Los Wayuu se ubican en pequeños asentamientos o caseríos dispersos cerca de pozos de agua, conocidos como palafitos, otros están dispersos por toda la región Guajira. Al igual que los Añus que también han ocupado esta zona desde la época prehispánica desde la Laguna de Sinamaica, ciénagas vecinas y el río Limón, hasta Carrasquero, Campo Mara y El Moján, e islas de la Bahía de Urubá; el Barrio Santa Rosa de Agua y barrios vecinos, en Maracaibo; y en la costa noroeste del Lago de Maracaibo, desde Curarire hasta la desembocadura del río Palmar, Colón y Catatumbo.
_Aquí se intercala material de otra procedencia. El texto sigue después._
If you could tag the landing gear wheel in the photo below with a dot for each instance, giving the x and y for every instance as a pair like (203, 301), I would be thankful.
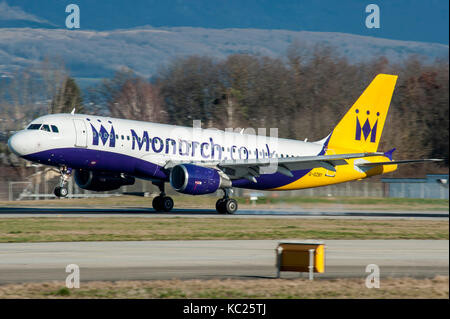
(157, 203)
(57, 191)
(161, 203)
(230, 206)
(61, 191)
(226, 206)
(167, 204)
(220, 206)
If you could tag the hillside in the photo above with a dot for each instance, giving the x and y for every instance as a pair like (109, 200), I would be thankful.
(97, 54)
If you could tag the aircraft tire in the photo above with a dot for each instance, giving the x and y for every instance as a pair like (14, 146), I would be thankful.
(63, 191)
(57, 191)
(220, 207)
(157, 203)
(230, 206)
(167, 203)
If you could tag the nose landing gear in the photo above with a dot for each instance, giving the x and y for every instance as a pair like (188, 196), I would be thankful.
(61, 190)
(226, 205)
(162, 203)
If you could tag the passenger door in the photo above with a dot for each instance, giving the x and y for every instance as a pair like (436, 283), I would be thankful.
(81, 133)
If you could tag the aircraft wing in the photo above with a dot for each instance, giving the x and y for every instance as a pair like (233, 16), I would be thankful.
(251, 168)
(373, 164)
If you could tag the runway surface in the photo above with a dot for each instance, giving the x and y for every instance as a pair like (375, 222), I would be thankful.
(148, 260)
(11, 212)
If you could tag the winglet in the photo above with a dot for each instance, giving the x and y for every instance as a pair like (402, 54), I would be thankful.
(388, 154)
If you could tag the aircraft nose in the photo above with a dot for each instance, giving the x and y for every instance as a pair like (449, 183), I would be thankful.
(17, 144)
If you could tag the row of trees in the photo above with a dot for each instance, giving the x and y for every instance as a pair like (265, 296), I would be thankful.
(303, 94)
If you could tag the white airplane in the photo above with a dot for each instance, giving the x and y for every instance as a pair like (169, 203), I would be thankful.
(106, 153)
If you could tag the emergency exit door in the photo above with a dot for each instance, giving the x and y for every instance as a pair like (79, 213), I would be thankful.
(81, 133)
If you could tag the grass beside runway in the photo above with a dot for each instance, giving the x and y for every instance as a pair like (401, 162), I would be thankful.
(53, 229)
(208, 202)
(437, 287)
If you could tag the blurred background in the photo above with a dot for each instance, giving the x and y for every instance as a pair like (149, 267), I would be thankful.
(293, 65)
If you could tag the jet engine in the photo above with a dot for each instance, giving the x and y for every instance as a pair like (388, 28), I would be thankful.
(197, 180)
(101, 181)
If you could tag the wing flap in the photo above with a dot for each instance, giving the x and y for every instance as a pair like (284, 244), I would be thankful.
(373, 164)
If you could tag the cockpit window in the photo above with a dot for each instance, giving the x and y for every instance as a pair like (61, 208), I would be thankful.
(34, 127)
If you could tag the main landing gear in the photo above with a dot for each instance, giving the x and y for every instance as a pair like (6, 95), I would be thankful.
(226, 205)
(162, 203)
(61, 190)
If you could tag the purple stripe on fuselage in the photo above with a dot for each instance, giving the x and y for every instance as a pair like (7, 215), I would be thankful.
(81, 158)
(99, 160)
(277, 179)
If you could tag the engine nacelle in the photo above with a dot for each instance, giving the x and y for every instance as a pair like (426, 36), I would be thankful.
(196, 180)
(101, 181)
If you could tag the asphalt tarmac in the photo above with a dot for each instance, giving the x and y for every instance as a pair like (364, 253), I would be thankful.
(204, 259)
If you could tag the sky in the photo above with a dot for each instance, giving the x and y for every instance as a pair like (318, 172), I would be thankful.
(410, 20)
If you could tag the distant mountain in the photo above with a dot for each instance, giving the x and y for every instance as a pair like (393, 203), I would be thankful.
(96, 54)
(409, 20)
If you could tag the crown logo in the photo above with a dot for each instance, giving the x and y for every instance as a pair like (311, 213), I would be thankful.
(366, 129)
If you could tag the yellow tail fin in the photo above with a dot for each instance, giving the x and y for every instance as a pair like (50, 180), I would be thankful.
(360, 128)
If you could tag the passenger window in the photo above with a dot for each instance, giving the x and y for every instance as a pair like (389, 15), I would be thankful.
(34, 127)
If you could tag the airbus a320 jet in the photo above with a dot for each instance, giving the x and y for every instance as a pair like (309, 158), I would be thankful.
(106, 153)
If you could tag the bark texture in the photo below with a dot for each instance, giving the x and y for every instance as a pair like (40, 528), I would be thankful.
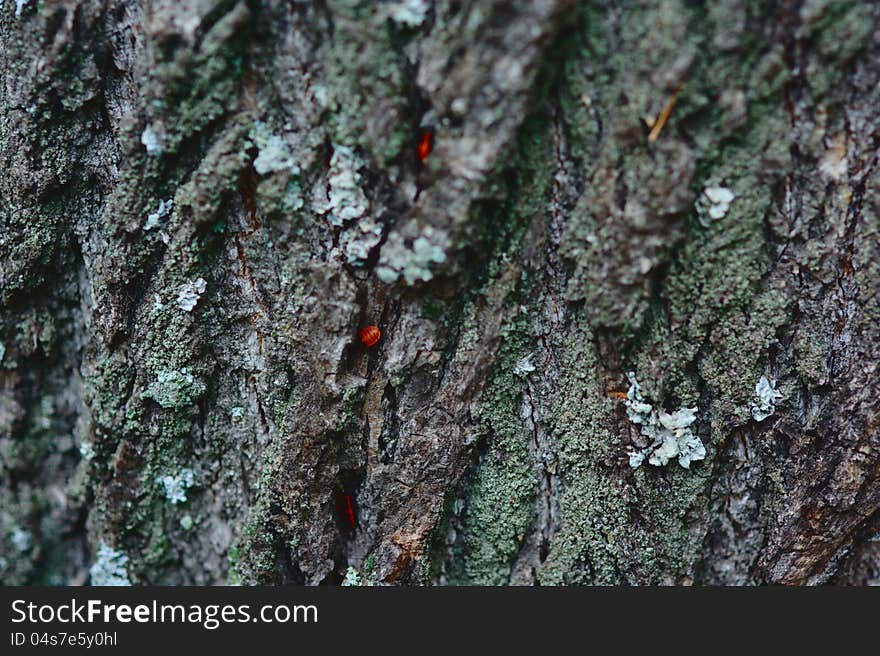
(203, 202)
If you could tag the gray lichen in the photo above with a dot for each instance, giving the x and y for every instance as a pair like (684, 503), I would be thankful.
(413, 264)
(766, 398)
(176, 485)
(410, 13)
(176, 388)
(714, 203)
(274, 154)
(345, 199)
(109, 568)
(669, 435)
(151, 141)
(161, 212)
(189, 293)
(352, 577)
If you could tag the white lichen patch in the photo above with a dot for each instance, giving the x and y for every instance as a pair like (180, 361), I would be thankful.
(86, 451)
(714, 203)
(345, 198)
(352, 577)
(189, 293)
(176, 485)
(358, 240)
(21, 539)
(766, 398)
(161, 212)
(412, 264)
(151, 141)
(109, 567)
(274, 154)
(410, 13)
(524, 367)
(175, 389)
(670, 435)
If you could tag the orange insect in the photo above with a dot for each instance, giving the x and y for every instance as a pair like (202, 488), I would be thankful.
(424, 147)
(370, 336)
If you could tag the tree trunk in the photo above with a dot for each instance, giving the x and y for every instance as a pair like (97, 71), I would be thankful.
(205, 201)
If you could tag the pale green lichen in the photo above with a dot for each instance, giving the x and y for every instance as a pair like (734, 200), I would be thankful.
(410, 13)
(161, 212)
(352, 578)
(188, 294)
(176, 485)
(714, 204)
(109, 568)
(345, 198)
(766, 398)
(416, 263)
(669, 435)
(176, 388)
(274, 154)
(152, 141)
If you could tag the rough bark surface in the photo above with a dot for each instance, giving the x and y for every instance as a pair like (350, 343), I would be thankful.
(202, 202)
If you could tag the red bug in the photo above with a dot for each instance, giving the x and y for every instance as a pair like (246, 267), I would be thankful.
(370, 336)
(424, 147)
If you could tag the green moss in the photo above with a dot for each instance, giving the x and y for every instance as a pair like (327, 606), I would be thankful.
(499, 507)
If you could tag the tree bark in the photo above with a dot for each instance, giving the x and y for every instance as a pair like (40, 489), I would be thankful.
(205, 201)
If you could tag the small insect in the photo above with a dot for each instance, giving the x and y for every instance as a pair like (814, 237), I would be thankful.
(370, 336)
(424, 147)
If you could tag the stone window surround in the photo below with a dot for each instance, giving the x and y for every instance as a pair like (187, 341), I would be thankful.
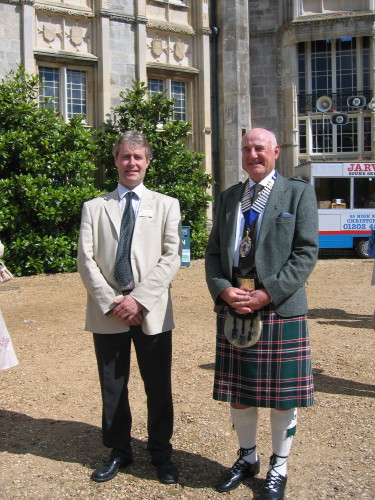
(67, 62)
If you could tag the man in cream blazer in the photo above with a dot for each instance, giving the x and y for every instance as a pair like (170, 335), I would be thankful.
(140, 312)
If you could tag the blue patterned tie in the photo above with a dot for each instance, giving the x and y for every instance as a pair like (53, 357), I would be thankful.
(123, 272)
(246, 264)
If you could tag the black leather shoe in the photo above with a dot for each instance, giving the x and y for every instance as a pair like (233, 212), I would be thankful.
(274, 487)
(236, 474)
(109, 469)
(167, 472)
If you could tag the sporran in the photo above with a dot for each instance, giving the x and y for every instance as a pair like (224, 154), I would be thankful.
(242, 330)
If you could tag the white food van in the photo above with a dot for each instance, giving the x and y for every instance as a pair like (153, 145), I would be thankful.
(346, 202)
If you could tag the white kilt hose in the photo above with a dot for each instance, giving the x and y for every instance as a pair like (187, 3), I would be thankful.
(274, 373)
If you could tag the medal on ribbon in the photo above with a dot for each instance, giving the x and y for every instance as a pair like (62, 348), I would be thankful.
(245, 245)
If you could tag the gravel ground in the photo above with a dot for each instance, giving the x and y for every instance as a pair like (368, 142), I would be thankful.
(50, 404)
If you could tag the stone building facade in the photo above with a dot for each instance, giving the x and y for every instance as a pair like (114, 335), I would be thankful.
(87, 51)
(275, 60)
(230, 66)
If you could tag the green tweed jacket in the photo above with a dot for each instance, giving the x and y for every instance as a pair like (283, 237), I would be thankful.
(286, 248)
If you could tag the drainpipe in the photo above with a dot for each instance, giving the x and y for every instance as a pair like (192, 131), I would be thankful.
(214, 101)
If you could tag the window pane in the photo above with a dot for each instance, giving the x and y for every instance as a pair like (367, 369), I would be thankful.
(367, 134)
(155, 86)
(321, 67)
(178, 92)
(76, 92)
(366, 64)
(322, 136)
(346, 66)
(302, 137)
(50, 77)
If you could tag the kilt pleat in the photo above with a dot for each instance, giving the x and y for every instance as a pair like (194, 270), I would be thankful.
(274, 373)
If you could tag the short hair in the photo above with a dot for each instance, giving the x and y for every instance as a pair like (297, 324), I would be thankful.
(136, 139)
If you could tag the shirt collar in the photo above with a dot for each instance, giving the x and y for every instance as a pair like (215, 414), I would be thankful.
(264, 181)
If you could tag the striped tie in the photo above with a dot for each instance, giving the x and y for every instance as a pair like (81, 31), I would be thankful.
(123, 272)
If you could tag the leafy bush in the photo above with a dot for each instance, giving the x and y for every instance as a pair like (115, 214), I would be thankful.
(174, 170)
(46, 173)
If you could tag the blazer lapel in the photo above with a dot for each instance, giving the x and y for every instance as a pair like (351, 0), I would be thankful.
(231, 220)
(146, 210)
(112, 207)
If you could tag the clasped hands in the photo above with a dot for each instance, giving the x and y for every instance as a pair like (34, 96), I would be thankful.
(245, 301)
(128, 310)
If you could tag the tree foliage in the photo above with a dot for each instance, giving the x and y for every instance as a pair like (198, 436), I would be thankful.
(174, 170)
(46, 172)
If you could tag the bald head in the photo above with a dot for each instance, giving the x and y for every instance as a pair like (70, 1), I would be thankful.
(259, 153)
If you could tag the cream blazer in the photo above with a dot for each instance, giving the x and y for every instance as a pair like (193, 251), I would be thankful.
(155, 258)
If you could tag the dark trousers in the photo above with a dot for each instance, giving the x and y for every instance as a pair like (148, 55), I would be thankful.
(154, 356)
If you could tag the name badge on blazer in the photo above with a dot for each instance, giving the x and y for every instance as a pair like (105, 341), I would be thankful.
(145, 213)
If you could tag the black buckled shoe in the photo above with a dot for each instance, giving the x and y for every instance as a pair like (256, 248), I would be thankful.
(109, 469)
(167, 472)
(238, 472)
(274, 487)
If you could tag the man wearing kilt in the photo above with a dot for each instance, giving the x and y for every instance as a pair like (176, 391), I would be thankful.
(261, 250)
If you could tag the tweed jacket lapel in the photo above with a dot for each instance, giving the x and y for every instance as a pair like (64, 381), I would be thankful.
(273, 208)
(233, 201)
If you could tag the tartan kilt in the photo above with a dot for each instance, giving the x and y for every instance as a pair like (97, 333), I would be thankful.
(274, 373)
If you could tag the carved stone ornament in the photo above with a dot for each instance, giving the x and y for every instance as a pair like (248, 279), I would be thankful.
(179, 50)
(157, 47)
(76, 35)
(49, 32)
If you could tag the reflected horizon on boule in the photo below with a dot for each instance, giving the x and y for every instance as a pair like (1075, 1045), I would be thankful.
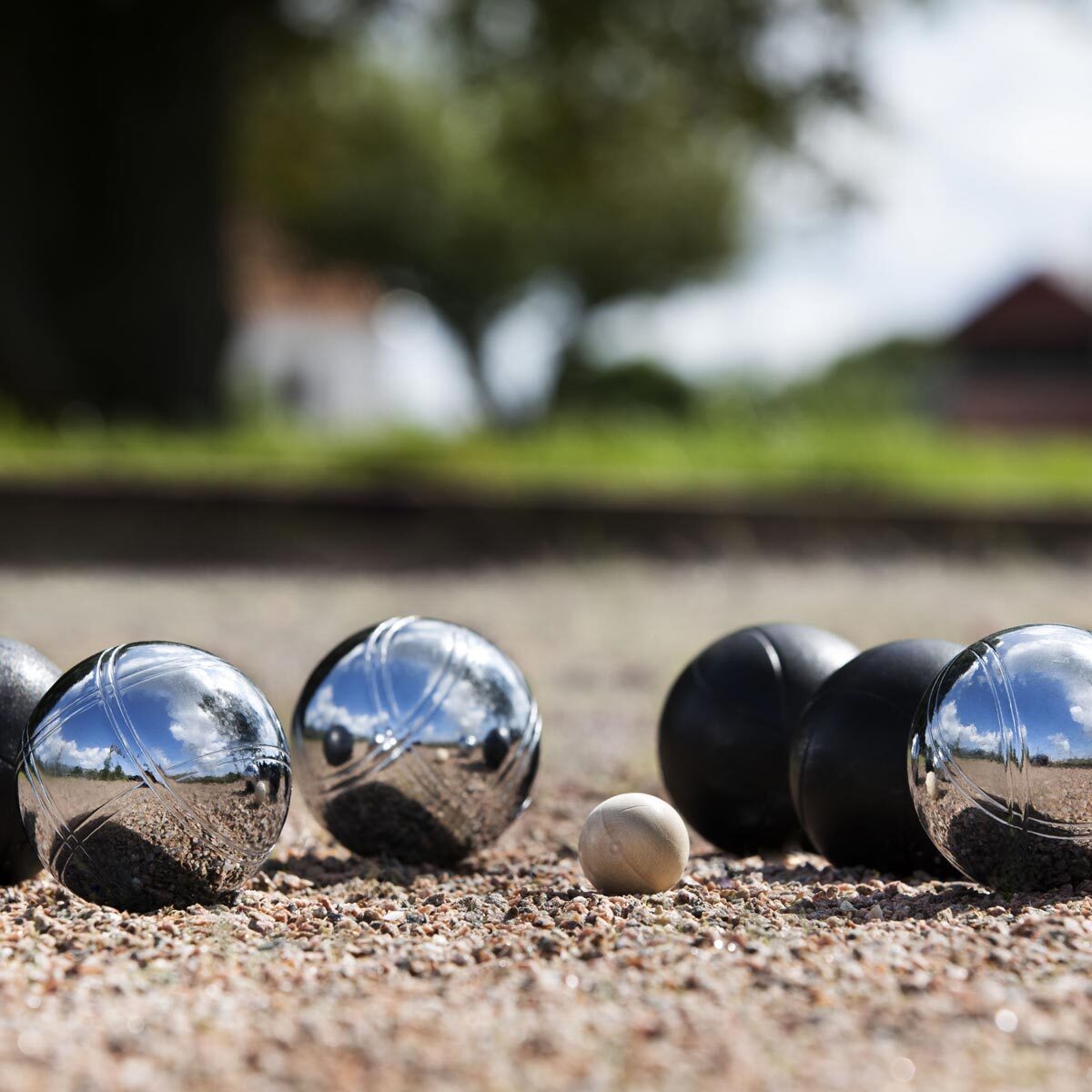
(1000, 759)
(416, 740)
(154, 774)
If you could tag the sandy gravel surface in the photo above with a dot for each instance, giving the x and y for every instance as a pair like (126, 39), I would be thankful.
(333, 972)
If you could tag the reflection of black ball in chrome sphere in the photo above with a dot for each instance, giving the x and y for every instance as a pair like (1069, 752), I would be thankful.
(25, 675)
(725, 727)
(495, 747)
(847, 763)
(338, 745)
(443, 735)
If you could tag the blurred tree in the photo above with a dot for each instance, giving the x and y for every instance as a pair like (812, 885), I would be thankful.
(110, 279)
(898, 376)
(601, 143)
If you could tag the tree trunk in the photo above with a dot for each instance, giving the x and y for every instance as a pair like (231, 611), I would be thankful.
(112, 285)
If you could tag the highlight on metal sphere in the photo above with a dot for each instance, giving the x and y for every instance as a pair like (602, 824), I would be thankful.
(418, 740)
(153, 774)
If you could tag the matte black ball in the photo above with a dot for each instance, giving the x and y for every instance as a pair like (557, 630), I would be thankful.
(725, 729)
(847, 767)
(25, 675)
(338, 745)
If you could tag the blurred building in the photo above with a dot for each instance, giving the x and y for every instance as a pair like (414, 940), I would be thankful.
(1025, 360)
(315, 345)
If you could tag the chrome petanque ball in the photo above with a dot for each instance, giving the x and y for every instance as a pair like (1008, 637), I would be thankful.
(25, 675)
(1000, 759)
(154, 774)
(416, 740)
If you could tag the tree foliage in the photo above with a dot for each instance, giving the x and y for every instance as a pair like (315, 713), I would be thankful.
(602, 143)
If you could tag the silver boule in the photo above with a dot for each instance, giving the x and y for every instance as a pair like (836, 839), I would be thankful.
(136, 778)
(418, 740)
(1000, 759)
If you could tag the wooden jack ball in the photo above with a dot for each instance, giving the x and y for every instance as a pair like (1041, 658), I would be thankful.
(633, 844)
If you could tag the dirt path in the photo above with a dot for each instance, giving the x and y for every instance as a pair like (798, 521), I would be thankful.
(333, 973)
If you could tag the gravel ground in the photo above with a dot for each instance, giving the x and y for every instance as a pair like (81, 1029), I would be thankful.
(334, 972)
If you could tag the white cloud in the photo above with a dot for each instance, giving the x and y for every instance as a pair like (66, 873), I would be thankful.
(1059, 743)
(65, 752)
(1065, 656)
(967, 736)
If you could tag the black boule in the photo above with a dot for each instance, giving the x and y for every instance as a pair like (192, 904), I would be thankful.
(25, 675)
(725, 729)
(847, 767)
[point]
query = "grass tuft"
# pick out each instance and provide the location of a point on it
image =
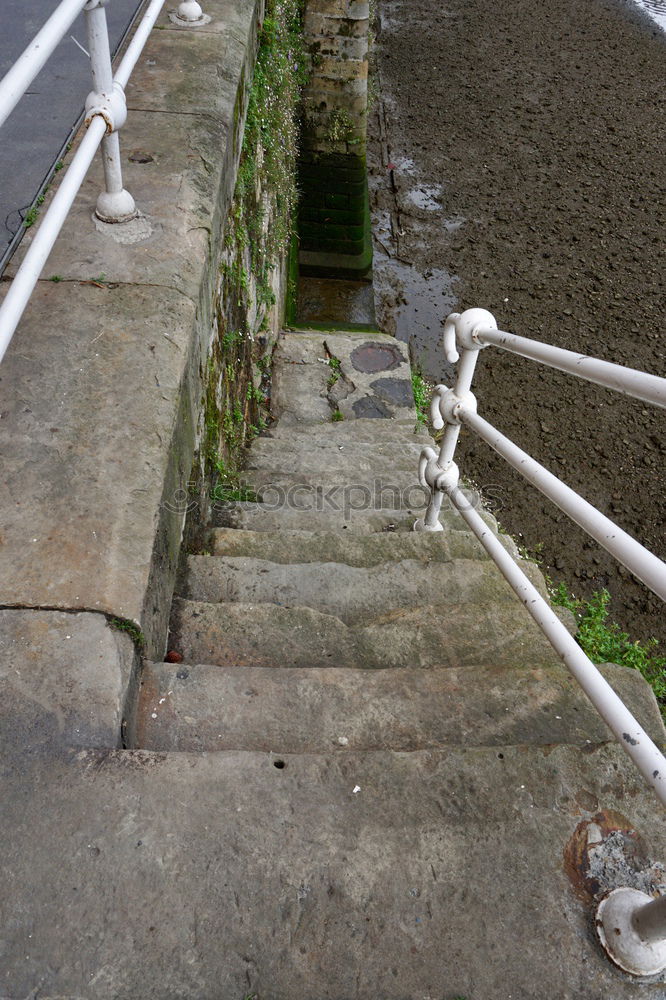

De acuerdo a la Organización Nacional Indígena de Colombia (ONIC), su distribución demográfica está dada por los cambios estacionales; durante la estación seca, muchos Wayúu buscan trabajo en territorio venezolano o en otras ciudades o pueblos y en la temporada de lluvias muchos retornan a sus rancherías en Colombia, que es donde se vive la mayor parte. Aunque sus desplazamientos actuales son determinados por el conflicto armado o la crisis de los servicios, en algunos casos encuentran un lugar en la misma Guajira, en otros, tienen que ir a demás estados donde puedan estar a salvo.